Milk: A Modern Love Story – MJ Meads ★★★★★

milkMilk: A Modern Love Story by MJ Meads

Recommendation Rating: ★★★★★ (Buy the book and put it at the top of your queue).

Story/Plot:            8/10
Characterization: 9/10
Originality:            7/10
Readability:           8/10
Engagement:       10/10

Please familiarize yourself with my rating system before you fire off angry emails.

I’ll do a spoiler-free breakdown the hows and whys of the scoring at the top, the spoiler-ridden, full text review will follow.

Story/Plot: Milk is told in the first-person, through the eyes of Becky. It reads much like I would expect a teenage girl’s diary would. The story is told well and holds your interest, despite taking place mostly in the Becky’s mind.

Characterization: There are two primary characters in Milk: Becky and Mike. Both have unique personalities and their thoughts and actions always seem appropriate to their characters. Some details about each are hidden and only revealed as the story unfolds.

Originality: I am still toiling over this rating. At it’s heart, Milk is, as the title would suggest, a love story. The story of a teenage girl’s unrequited love is certainly nothing new, nor is the younger girl (or boy) misplacing that affection on someone well out of the appropriate age range. I found the way the story was told unique enough to merit a fairly high mark, though the familiarity of both subjects keep it from scoring higher.

Readability: The story was written wonderfully. Colorful metaphors mixed with wonderful descriptions to paint pictures of the places Becky and Mike visited. There are some minor mistakes in spelling and punctuation (which extend beyond the differences between American and British English). The most notable of which was a paragraph of action which was attributed as dialog near the end of the book. This required me to reread a portion of the page for clarification. For an indie book though, the trinity of spelling, grammar and punctuation are quite good. The lost points here are mostly due to the unusual formatting; spacing before and after every paragraph and no indentation. I used the ‘look inside’ feature on half a dozen of the top 100 books on Amazon UK to make sure this wasn’t some convention I wasn’t aware and found no other books formatted in this manner.

Engagement: Love stories are absolutely not my genre. This is the first such book I have completed beginning to end. The story roped me in quickly, mostly, I surmise, because it is so easy to identify with the insecurities and problems that plague Becky. My curiosity remained high throughout, though I (correctly) guessed how the story would end within the first few chapters.

Now on to the spoiler ridden review!

When I first began reading the story, I wondered why Meads chose to tell it from the first-person perspective of Becky. That became clear very quickly. Telling the story through her eyes allowed it to be told as a love story, while telling it from an omniscient point of view would have made it read like pedophile porn. While I can’t remember seeing a specific reference to Becky’s age, it is mentioned that he was ‘lying about her age’ when he said she was sixteen, while the sixteen-year-old subject of a painting had a ‘similarity in age’. I make the assumption that she must be either fourteen or fifteen. Through her eyes, it can be a love story, through any other eyes, it can not.
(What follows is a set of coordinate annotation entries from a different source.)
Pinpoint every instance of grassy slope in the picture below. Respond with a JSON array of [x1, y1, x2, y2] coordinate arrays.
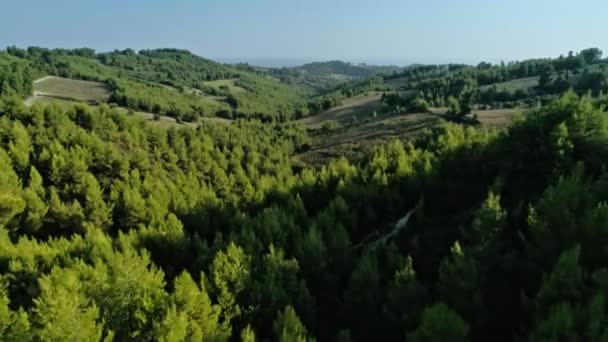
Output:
[[479, 77, 538, 91], [299, 92, 382, 128], [34, 76, 110, 103]]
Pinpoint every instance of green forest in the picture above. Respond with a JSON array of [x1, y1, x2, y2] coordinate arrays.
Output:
[[0, 47, 608, 342], [0, 87, 608, 341]]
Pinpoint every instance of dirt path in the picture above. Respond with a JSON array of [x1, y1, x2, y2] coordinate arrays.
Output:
[[34, 75, 56, 83]]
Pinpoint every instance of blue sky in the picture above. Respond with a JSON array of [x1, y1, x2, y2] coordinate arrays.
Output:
[[0, 0, 608, 64]]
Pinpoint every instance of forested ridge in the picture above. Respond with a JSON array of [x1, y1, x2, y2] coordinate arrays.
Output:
[[0, 47, 307, 121], [0, 87, 608, 341]]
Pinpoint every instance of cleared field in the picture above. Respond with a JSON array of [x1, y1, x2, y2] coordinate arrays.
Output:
[[298, 92, 382, 128], [295, 108, 525, 165], [294, 113, 442, 165], [203, 79, 247, 93], [34, 76, 110, 103], [473, 109, 525, 128], [479, 77, 538, 91], [384, 77, 407, 89]]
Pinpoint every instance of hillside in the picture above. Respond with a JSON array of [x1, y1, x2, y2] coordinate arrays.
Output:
[[0, 90, 608, 341], [0, 47, 306, 121]]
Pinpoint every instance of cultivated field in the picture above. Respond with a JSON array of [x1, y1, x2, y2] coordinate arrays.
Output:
[[34, 76, 110, 104], [384, 77, 407, 89], [479, 77, 538, 91], [296, 108, 525, 165], [203, 79, 247, 93], [299, 92, 382, 128]]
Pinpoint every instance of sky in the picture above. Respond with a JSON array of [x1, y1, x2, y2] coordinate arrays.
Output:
[[0, 0, 608, 65]]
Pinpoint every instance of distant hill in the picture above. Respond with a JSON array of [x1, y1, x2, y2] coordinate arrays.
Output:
[[0, 47, 307, 121], [292, 61, 390, 78]]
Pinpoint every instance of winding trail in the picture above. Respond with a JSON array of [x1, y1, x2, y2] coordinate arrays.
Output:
[[355, 206, 418, 249]]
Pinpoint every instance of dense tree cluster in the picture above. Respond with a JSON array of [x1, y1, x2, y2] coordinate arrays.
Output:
[[385, 48, 608, 107], [0, 89, 608, 341], [0, 47, 307, 121], [108, 79, 232, 121], [97, 49, 238, 88]]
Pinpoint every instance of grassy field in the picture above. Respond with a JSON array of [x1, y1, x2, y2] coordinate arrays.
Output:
[[384, 77, 407, 89], [203, 79, 247, 93], [25, 76, 232, 126], [299, 92, 382, 128], [479, 77, 538, 91], [34, 76, 110, 103]]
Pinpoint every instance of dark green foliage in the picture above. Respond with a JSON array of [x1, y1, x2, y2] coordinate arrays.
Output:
[[0, 89, 608, 341], [0, 51, 34, 97]]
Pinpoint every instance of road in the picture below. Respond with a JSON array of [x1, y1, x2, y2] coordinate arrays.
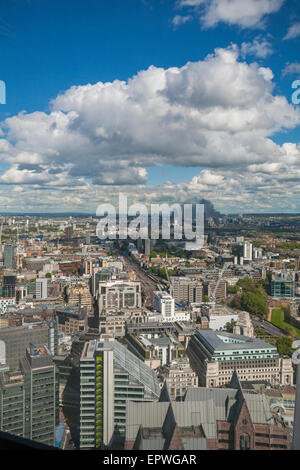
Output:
[[251, 315, 286, 338], [122, 254, 158, 308]]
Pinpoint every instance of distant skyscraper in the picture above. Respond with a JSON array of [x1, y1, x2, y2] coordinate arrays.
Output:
[[21, 345, 59, 445], [65, 225, 73, 240], [3, 245, 15, 269], [0, 345, 59, 445], [2, 275, 16, 298], [35, 278, 48, 299], [80, 335, 160, 449], [145, 238, 151, 256]]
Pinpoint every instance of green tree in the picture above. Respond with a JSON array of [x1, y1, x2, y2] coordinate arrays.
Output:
[[276, 336, 293, 356]]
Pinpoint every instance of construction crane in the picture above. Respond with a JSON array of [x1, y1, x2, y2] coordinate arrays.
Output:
[[0, 219, 3, 255], [210, 263, 227, 303]]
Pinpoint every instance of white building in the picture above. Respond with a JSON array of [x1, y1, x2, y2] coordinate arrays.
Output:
[[153, 291, 175, 318], [35, 278, 48, 299]]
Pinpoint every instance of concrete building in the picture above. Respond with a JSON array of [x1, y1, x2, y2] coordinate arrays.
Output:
[[80, 335, 159, 449], [66, 281, 93, 312], [35, 278, 48, 299], [125, 334, 186, 369], [55, 306, 88, 335], [0, 345, 59, 445], [203, 279, 227, 302], [125, 374, 291, 452], [170, 277, 203, 304], [233, 312, 255, 338], [187, 330, 293, 387], [3, 244, 16, 269], [153, 291, 175, 321], [0, 321, 58, 370], [158, 358, 198, 401], [21, 345, 59, 445], [98, 281, 142, 315], [271, 272, 295, 298]]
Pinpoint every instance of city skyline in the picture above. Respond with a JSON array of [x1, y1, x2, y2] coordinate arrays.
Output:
[[0, 0, 300, 214]]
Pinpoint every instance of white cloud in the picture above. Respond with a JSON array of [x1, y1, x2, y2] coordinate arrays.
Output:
[[172, 15, 193, 27], [282, 62, 300, 76], [283, 23, 300, 40], [241, 36, 273, 59], [0, 46, 300, 211], [177, 0, 284, 28]]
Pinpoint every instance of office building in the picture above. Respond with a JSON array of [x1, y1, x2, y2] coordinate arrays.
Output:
[[203, 279, 227, 302], [271, 272, 295, 298], [125, 334, 186, 369], [2, 274, 16, 299], [35, 278, 48, 299], [98, 280, 142, 314], [80, 335, 159, 449], [3, 244, 16, 269], [170, 277, 203, 304], [145, 238, 151, 256], [0, 321, 58, 370], [157, 358, 198, 401], [66, 281, 93, 312], [187, 330, 293, 387], [125, 374, 291, 452], [153, 291, 175, 321], [21, 345, 59, 445], [0, 345, 59, 445]]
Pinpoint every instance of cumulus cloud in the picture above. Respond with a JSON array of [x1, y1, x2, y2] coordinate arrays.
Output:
[[283, 23, 300, 40], [172, 15, 193, 28], [241, 36, 273, 59], [177, 0, 284, 28], [282, 62, 300, 77], [0, 45, 300, 210]]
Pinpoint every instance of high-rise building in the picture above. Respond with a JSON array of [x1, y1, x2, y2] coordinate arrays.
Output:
[[271, 272, 295, 298], [98, 280, 142, 314], [171, 277, 203, 304], [66, 281, 93, 311], [2, 274, 16, 298], [65, 225, 73, 241], [21, 345, 59, 445], [153, 291, 175, 319], [145, 238, 151, 256], [187, 330, 293, 387], [0, 345, 59, 445], [3, 244, 15, 269], [80, 335, 159, 449], [35, 278, 48, 299], [0, 321, 58, 370], [124, 374, 291, 452]]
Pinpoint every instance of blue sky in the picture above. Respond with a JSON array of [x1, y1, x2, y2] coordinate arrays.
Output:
[[0, 0, 300, 212]]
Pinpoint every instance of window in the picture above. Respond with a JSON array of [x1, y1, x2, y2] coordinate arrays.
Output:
[[240, 434, 250, 450]]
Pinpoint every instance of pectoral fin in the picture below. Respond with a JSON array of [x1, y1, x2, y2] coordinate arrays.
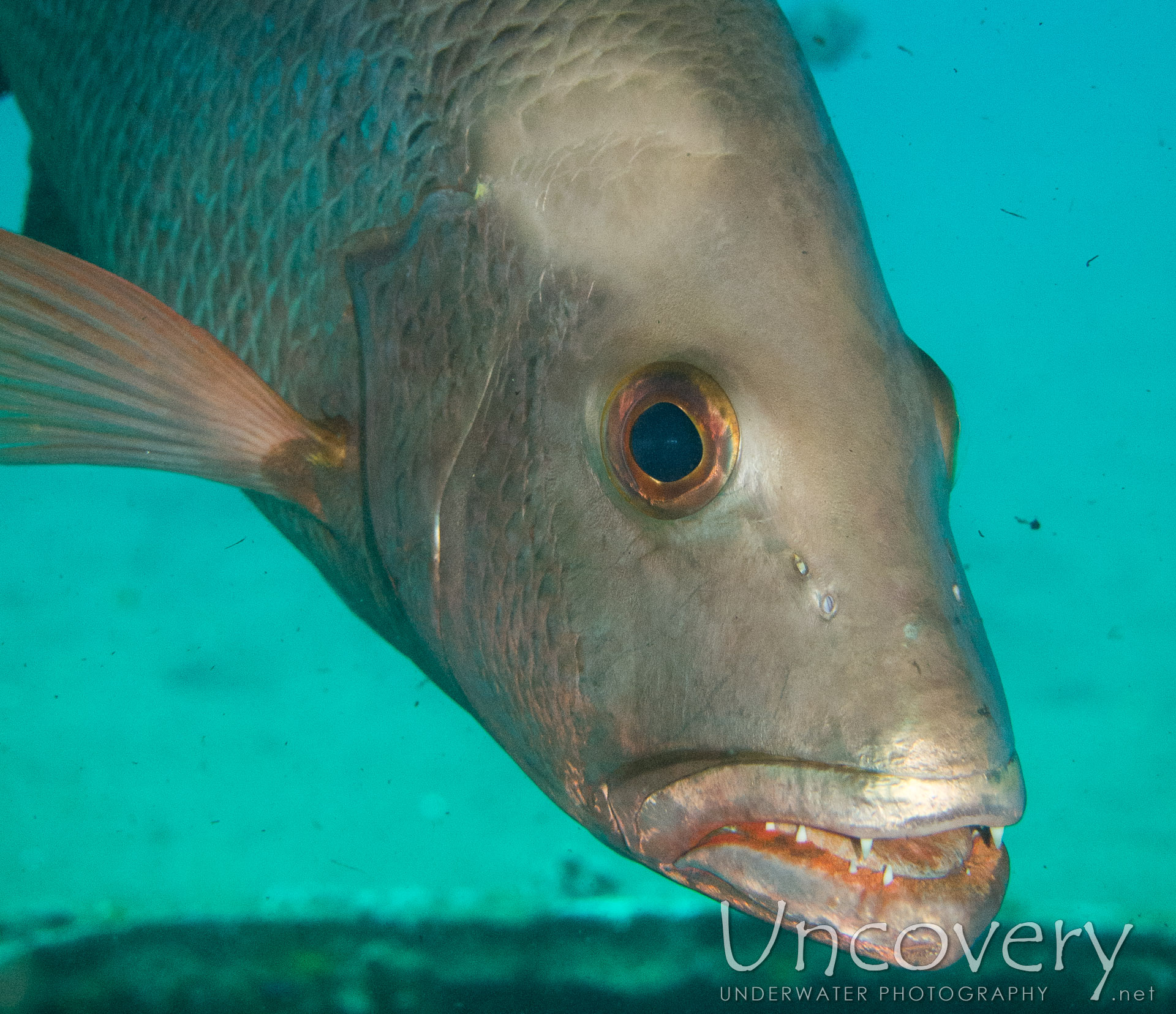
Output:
[[0, 230, 345, 517]]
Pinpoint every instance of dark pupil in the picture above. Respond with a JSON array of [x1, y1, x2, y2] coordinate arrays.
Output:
[[629, 402, 702, 483]]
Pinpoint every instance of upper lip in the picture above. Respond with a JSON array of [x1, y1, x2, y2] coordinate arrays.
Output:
[[608, 754, 1024, 863]]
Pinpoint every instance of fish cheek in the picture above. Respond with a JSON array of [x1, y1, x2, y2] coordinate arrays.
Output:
[[347, 192, 606, 819]]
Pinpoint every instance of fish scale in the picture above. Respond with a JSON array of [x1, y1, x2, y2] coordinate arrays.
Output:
[[0, 0, 1024, 960]]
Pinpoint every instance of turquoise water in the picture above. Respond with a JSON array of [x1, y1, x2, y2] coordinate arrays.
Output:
[[0, 0, 1176, 1002]]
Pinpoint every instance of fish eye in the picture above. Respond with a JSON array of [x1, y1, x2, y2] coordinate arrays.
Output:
[[601, 363, 739, 518]]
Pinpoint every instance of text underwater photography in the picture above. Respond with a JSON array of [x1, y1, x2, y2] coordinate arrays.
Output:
[[0, 0, 1176, 1014]]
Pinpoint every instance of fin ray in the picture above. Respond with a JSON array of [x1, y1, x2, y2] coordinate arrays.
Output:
[[0, 230, 345, 514]]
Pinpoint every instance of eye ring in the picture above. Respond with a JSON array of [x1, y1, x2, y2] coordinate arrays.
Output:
[[601, 362, 740, 518]]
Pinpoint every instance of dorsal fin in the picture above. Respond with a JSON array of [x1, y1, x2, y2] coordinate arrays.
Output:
[[0, 230, 345, 517]]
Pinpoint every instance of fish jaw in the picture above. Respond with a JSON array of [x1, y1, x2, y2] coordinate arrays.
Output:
[[608, 756, 1024, 967]]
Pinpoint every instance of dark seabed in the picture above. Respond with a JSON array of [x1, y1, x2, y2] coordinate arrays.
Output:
[[0, 0, 1176, 1014]]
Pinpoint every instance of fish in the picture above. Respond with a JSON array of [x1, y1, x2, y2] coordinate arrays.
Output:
[[0, 0, 1024, 964]]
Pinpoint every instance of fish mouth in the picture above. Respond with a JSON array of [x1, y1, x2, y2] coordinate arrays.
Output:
[[609, 756, 1024, 968]]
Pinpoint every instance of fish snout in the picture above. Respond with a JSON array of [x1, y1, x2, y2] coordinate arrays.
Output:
[[608, 756, 1024, 964]]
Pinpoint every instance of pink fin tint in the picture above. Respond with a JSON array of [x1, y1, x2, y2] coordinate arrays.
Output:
[[0, 229, 345, 517]]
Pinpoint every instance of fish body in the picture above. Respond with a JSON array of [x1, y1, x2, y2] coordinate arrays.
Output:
[[0, 0, 1023, 960]]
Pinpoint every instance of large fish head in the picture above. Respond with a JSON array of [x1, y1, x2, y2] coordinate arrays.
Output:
[[352, 5, 1023, 960]]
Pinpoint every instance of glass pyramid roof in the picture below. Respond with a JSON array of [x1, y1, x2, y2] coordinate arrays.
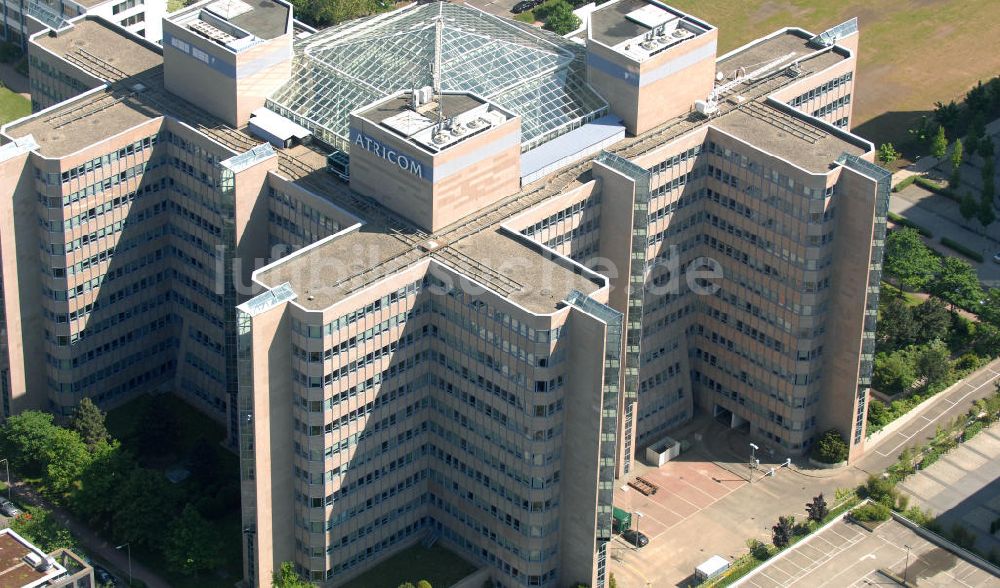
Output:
[[268, 2, 608, 151]]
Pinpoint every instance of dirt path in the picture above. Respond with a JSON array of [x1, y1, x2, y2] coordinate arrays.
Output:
[[0, 63, 31, 100], [7, 482, 170, 588]]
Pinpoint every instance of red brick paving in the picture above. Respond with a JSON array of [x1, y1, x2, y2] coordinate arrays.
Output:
[[615, 461, 746, 538]]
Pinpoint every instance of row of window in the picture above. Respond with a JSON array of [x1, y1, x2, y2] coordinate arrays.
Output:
[[813, 94, 851, 117], [788, 71, 854, 108], [521, 193, 601, 237]]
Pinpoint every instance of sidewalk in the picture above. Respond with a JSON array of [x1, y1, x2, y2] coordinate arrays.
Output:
[[13, 482, 170, 588], [853, 359, 1000, 475]]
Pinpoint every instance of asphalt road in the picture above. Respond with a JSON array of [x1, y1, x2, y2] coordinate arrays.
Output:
[[737, 520, 997, 588]]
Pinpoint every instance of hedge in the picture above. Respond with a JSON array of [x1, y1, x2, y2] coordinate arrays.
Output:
[[892, 176, 919, 192], [912, 176, 962, 202], [941, 237, 983, 263], [888, 212, 934, 239]]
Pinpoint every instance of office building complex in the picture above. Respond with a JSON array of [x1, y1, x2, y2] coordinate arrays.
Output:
[[0, 0, 167, 51], [0, 0, 889, 587]]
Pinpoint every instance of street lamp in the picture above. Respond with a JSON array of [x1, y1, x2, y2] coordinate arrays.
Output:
[[903, 545, 910, 586], [0, 457, 14, 500], [115, 543, 132, 586]]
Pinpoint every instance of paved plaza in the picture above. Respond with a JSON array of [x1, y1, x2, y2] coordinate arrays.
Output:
[[734, 519, 1000, 588], [901, 425, 1000, 553]]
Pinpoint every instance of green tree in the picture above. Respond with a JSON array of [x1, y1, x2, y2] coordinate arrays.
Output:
[[872, 349, 917, 395], [929, 257, 983, 308], [976, 195, 997, 229], [864, 476, 897, 507], [0, 410, 57, 477], [913, 298, 951, 343], [806, 492, 830, 523], [111, 468, 178, 548], [976, 135, 996, 163], [163, 504, 222, 575], [931, 125, 948, 160], [70, 441, 136, 526], [885, 228, 941, 290], [808, 429, 848, 462], [771, 517, 795, 549], [535, 0, 580, 35], [875, 296, 918, 349], [934, 100, 962, 131], [188, 437, 219, 484], [917, 341, 951, 386], [70, 396, 111, 449], [271, 561, 317, 588], [878, 143, 899, 163], [958, 192, 979, 220], [979, 288, 1000, 327], [139, 394, 178, 456], [10, 506, 76, 553], [41, 427, 91, 495], [972, 323, 1000, 357], [948, 139, 964, 190]]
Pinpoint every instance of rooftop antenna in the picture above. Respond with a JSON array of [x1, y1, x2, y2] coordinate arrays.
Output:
[[434, 2, 444, 126]]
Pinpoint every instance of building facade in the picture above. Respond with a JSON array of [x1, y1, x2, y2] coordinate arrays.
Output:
[[0, 0, 889, 586]]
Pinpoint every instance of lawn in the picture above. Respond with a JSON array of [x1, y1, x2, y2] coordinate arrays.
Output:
[[669, 0, 1000, 157], [106, 395, 243, 588], [351, 545, 476, 588], [0, 86, 31, 125]]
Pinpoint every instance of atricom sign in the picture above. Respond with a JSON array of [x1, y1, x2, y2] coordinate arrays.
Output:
[[351, 129, 430, 180]]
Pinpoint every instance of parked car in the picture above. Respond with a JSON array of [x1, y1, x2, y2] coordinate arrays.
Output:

Through Becky’s eyes, it is easy to remember those feelings you had when you were her age. Your first crush. Your first love. Becky is mistakenly confusing and combining the two. In my mind I was torn between wanting her to get the object of her misplaced affection and wanting him to realize that the affection was indeed misplaced. Becky’s consent, indeed, her aggressiveness in the pursuit of Mike almost made you hope they would end up together.

Early in the story, Becky conveniently forgets her cell phone when she runs away with her potential beau. This cut her off from the outside world, and planted the seed about the way the story would end. That seed blossomed into a full-grown flower when she snapped a risque photo of herself on his camera much later in the story. That detail (the photo on the camera) is not revisited in the story, but I suspect may make its way into a sequel (if such a book is ever written). If that detail, which was mentioned quickly and seemed a bit out of context for this shy, insecure girl, were left out, I would have continued to guess at the ending while only suspecting I knew. Although I won’t spoil the ending here, in case I might have jumped to a conclusion that others may not.

Milk is a story of small details. A conveniently forgotten cell phone, a hidden photograph, a stolen glance, a broken heater, an accidental meeting in a bathroom, these all seem extraneous when first encountered, but when a hastily scribbled note mysteriously moves, you are made to question the nature of Mike and Becky’s relationship. One could read nothing more into it than the story of Becky’s misplaced love for Mike, and his moment of weakness in allowing himself to accept it. But these small details, peppered through the story, hint that things may not be what they seem; Becky might not have been nearly as in control as she thought she was.

Overall, the story was very well written. It dealt with a very delicate subject matter, but managed to do so without seeming immoral or obscene. You are ultimately left with more questions than answers. I am eager to read Meads next book, hoping that it continues the tale of Mike and Becky.